# Similarities for heterogenous objects
### Introduction to Data Mining (CSE 5243)

Updated 2021-01-24 by [Michael Burkhardt](mailto:burkhardt.5@osu.edu)

In [1]:
import numpy as np
import pandas as pd
from scipy.spatial.distance import pdist, squareform
from sklearn.preprocessing import StandardScaler

In [2]:
# Funtion to generate a random collection of toys
shapes = ['plane', 'boat', 'car']
colors = ['red', 'blue', 'green']
sizes = [10, 25, 50]
conditions = ['worn', 'fair', 'good', 'new']
N = 3

def make_toys():
    return pd.DataFrame({
        'shape': np.random.choice(shapes, N),
        'color': np.random.choice(colors, N),
        'size' : np.random.choice(sizes, N),
        'condition' : np.random.choice(conditions, N)
    }, index=['A', 'B', 'C'])

### Proximity functions for numeric attributes

For the `size` attribute, let's define dissimilarity as follows:

$$
d(p,q) = \frac{|p-q|}{n_{max}-n_{min}}
$$

And we'll define similarity in terms of dissimilarity:
$$
s(p,q) = 1-d(p,q)
$$

where I've chosen $n_{min}=10$ and $n_{max}=50$.

In [3]:
def dissim_num(p, q, attr=None):
    assert attr is not None, 'You must specify a list of possible values'
    min_val = min(attr) # Minimum possible size
    max_val = max(attr) # Maximum possible size
    assert min_val <= p and p <= max_val, 'p must be between {} and {}'.format(min_val, max_val)
    assert min_val <= q and q <= max_val, 'p must be between {} and {}'.format(min_val, max_val)
    return(abs(p - q) / (max_val - min_val))

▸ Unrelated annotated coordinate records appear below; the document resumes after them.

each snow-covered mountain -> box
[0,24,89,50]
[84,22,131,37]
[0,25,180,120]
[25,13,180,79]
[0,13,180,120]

def sim_num(p, q, attr=None):
    assert attr is not None, 'You must specify a list of possible values'
    return(1 - dissim_num(p, q, attr))

### Proximity functions for nominal attributes

Because the `shape` and `color` attributes are nominal, we'll define dissimilarity as either 0 or 1:

$$
d(p,q)=\left\{ \begin{array}{rcl}
0 & \textrm{if} & p = q \\
1 & \textrm{if} & p \ne q
\end{array}\right.
$$

And because we know the value of $d(p,q)$ will always be either $0$ or $1$, we can
define similarity as:

$$
s(p,q)=1-d(p,q)
$$

In [4]:
def dissim_nom(p, q):
    return(0 if p==q else 1)

def sim_nom(p, q):
    return(1-dissim_nom(p, q))

### Proximity functions for ordinal attributes
The `condition` attribute is ordinal, so we need to decide how to define the values quantitatively.

Let's use a simple scale with equal intervals: worn (0) < fair (1) < good (2) < new (3)

With that in mind, we'll define dissimilarity as:

$$
d(p,q) = \frac{|p-q|}{n-1}
$$

where $n=4$.

We'll then define similarity as:

$$
s(p,q) = 1 - d(p,q)
$$

In [5]:
def dissim_ord(p, q, attr):
    assert attr is not None, 'You must specify a list of possible values'
    val_p = attr.index(p)
    val_q = attr.index(q)
    return(abs(val_p-val_q)/(len(attr)-1))

def sim_ord(p, q, attr):
    assert attr is not None, 'You must specify a list of possible values'
    return(1-dissim_ord(p, q, attr))

Recall the formula for similary of hetergenous objects (Tan2e, Formula 2.28):

$$
s(\mathbf{x},\mathbf{y}) = \sum_{k=1}^{n}\frac{\delta_k s_k(\mathbf{x},\mathbf{y})}{\delta_k}
$$

where

* $𝑠_𝑘$ is a similarity function for the $k^{th}$ attribute, and the range of which is $0.0$ to $1.0$.
* $\delta_k$ is an indicator variable that is 0 if the $k^{th}$ attribute is asymmetric and both $x_k$ and $y_k$ are 0, and 1 otherwise.

For our purposes, since we know there are no asymmetric attributges, this formula can be simplified as follows:

$$
s(\mathbf{x},\mathbf{y}) = \sum_{k=1}^{n}\frac{s_k(\mathbf{x},\mathbf{y})}{n}
$$

where $n$ is the number of attributes.

In [6]:
# Function to compute the similarity of two toys
def sim_rec(objP, objQ):
    return np.mean([
        sim_nom(objP['shape'], objQ['shape']),
        sim_nom(objP['color'], objQ['color']),
        sim_num(objP['size'], objQ['size'], sizes),
        sim_ord(objP['condition'], objQ['condition'], conditions)
    ])

In [7]:
# Generate a new set of toys
toys = make_toys()
toys

Unnamed: 0,shape,color,size,condition
A,plane,blue,10,fair
B,boat,red,10,worn
C,car,blue,10,new


In [8]:
# Compute and display the similarities
simAB = sim_rec(toys.loc['A'], toys.loc['B'])
simAC = sim_rec(toys.loc['A'], toys.loc['C'])
simBC = sim_rec(toys.loc['B'], toys.loc['C'])
print('s(A,B)={:0.3f}, s(A,C)={:0.3f}, s(B,C)={:0.3f}'.format(simAB, simAC, simBC))

s(A,B)=0.417, s(A,C)=0.583, s(B,C)=0.250